Aubrey left Courtaulds in 1960 and moved to the Fundamental Research Laboratory of the Gillette company, where he worked on the chemistry of hair treatments, spending three years at their laboratories in Reading and one at their Harris Research Laboratories in Washington. 

He moved to Sussex in 1964, as Senior Lecturer in Chemistry, one of the early appointments in the newly created School.  After promotion to Reader, he was appointed to a Chair in 1971 and served as Dean for most of the 1970s.  In Sussex he continued research into the kinetics of radical polymerisation and also developed interests in organometallic compounds as initiators for acrylonitrile polymerisation, controlled structure polymers via enolate-initiated reactions, preparation of polymers with liquid crystal character and synthesis of polymers bearing fluorescent groups.  A good deal of this work was done in collaboration with David Walton in Sussex, and he also worked with Mitch Winnick and Jim Guillet in Canada.

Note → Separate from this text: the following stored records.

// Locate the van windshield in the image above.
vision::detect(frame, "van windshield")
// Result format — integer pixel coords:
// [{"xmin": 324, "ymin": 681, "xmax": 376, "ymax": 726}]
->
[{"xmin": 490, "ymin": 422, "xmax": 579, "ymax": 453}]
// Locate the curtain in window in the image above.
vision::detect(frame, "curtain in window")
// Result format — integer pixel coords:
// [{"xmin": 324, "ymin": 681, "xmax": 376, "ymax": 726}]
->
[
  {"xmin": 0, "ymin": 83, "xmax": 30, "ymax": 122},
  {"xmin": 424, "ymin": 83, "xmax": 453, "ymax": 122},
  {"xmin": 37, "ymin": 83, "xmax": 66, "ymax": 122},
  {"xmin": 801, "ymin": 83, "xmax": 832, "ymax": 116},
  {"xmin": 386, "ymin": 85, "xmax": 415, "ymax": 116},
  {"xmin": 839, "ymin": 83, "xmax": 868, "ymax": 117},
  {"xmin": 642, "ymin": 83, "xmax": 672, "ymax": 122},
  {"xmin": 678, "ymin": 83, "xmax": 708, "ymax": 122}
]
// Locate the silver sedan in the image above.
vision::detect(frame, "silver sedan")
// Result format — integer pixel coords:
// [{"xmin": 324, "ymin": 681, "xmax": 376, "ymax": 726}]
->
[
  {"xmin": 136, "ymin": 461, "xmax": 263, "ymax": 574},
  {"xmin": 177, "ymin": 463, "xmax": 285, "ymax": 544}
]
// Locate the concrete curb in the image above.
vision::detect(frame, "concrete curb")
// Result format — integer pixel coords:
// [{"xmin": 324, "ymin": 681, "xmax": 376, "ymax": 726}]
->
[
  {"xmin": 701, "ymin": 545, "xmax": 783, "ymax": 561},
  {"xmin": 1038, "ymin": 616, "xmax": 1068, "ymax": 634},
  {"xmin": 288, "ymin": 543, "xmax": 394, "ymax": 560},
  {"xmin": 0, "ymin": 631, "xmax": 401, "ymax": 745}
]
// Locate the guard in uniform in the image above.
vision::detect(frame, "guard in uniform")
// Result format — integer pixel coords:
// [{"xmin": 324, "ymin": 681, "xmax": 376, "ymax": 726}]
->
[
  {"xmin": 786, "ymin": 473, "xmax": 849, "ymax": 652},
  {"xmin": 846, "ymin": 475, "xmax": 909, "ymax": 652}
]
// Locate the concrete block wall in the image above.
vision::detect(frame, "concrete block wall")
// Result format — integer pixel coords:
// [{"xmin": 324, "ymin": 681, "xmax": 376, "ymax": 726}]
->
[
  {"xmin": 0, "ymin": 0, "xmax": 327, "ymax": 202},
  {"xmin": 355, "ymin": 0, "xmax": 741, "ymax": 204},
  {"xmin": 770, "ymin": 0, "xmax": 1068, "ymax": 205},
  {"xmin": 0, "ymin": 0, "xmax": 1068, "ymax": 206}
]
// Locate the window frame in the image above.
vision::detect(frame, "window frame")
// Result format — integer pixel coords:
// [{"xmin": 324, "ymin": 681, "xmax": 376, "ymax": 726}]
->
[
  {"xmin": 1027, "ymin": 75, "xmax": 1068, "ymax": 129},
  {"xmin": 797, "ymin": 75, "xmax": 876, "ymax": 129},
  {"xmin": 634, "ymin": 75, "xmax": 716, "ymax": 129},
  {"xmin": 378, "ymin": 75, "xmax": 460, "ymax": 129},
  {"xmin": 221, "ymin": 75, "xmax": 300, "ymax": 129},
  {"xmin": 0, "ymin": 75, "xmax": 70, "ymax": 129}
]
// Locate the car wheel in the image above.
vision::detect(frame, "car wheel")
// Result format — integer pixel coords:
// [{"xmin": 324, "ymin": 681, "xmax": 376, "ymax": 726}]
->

The first major post-war international conferences on polymers to be held behind the Iron Curtain took place in Prague in 1957 and 1964.  Many UK polymer scientists attended and discovered a beautiful city and an active research community in the Czech Institute for Macromolecular Chemistry.  Aubrey developed a particular affinity for both city and Institute and visited the Czech Institute as often as he could.  He eventually split a year’s sabbatical leave between Visiting Professorships in Prague and at the University of Massachusetts.  He remained closely associated with the Prague Institute and was awarded the Heyrovsky Gold Medal for Chemistry of the Czech Academy of Sciences in 1990.  His second wife, Jitka was a staff member at the Prague Institute.  He also had collaborations in South America and was made an Honorary Fellow of the Organic Chemistry Society of Argentina in 1993.  

Aubrey was prime mover in the setting up of the Sussex undergraduate degree programme in Polymer Science which had a number of successful years before changing fashions led to it becoming Chemistry with Polymer Science, and eventually fading away. 

In 1976 Aubrey became involved in the International Union of Pure and Applied Chemistry (IUPAC) and developed a deep involvement in macromolecular nomenclature.  He served as chairman of the Committee on Macromolecular Nomenclature from 1977 to 1985 and was for eight years secretary of the Macromolecular Division.  He was a member of the British Committee for IUPAC, the UNESCO European Expert Committee on Polymer Science, Industry, and Environment, and the British Library Scientific Committee.  He was a fellow of the Royal Society of Chemistry and a member of the Society of Chemical Industry.  He served as secretary of the UK High Polymer Research Group from 1991 to 2002.  His administrative experience gave him stubbornly defended views about the positions of commas and semicolons that were put to good use in setting University examination papers.

Outside his academic life Aubrey was a board member for the Brighton District Health Authority, and the West Sussex Institute of Higher Education (now the University of Chichester).  His hobbies included photography and classical music.  He had a particular passion for the music of Richard Strauss and rarely missed an opportunity to see a production of a Strauss opera.  Even in later life, when he was confined to a wheelchair, he was a regular visitor to both Glyndebourne and Covent Garden whenever Strauss was being performed.

Aubrey is survived by his second wife, Jitka, two sons from his first marriage, nine grandchildren and four great-grandchildren.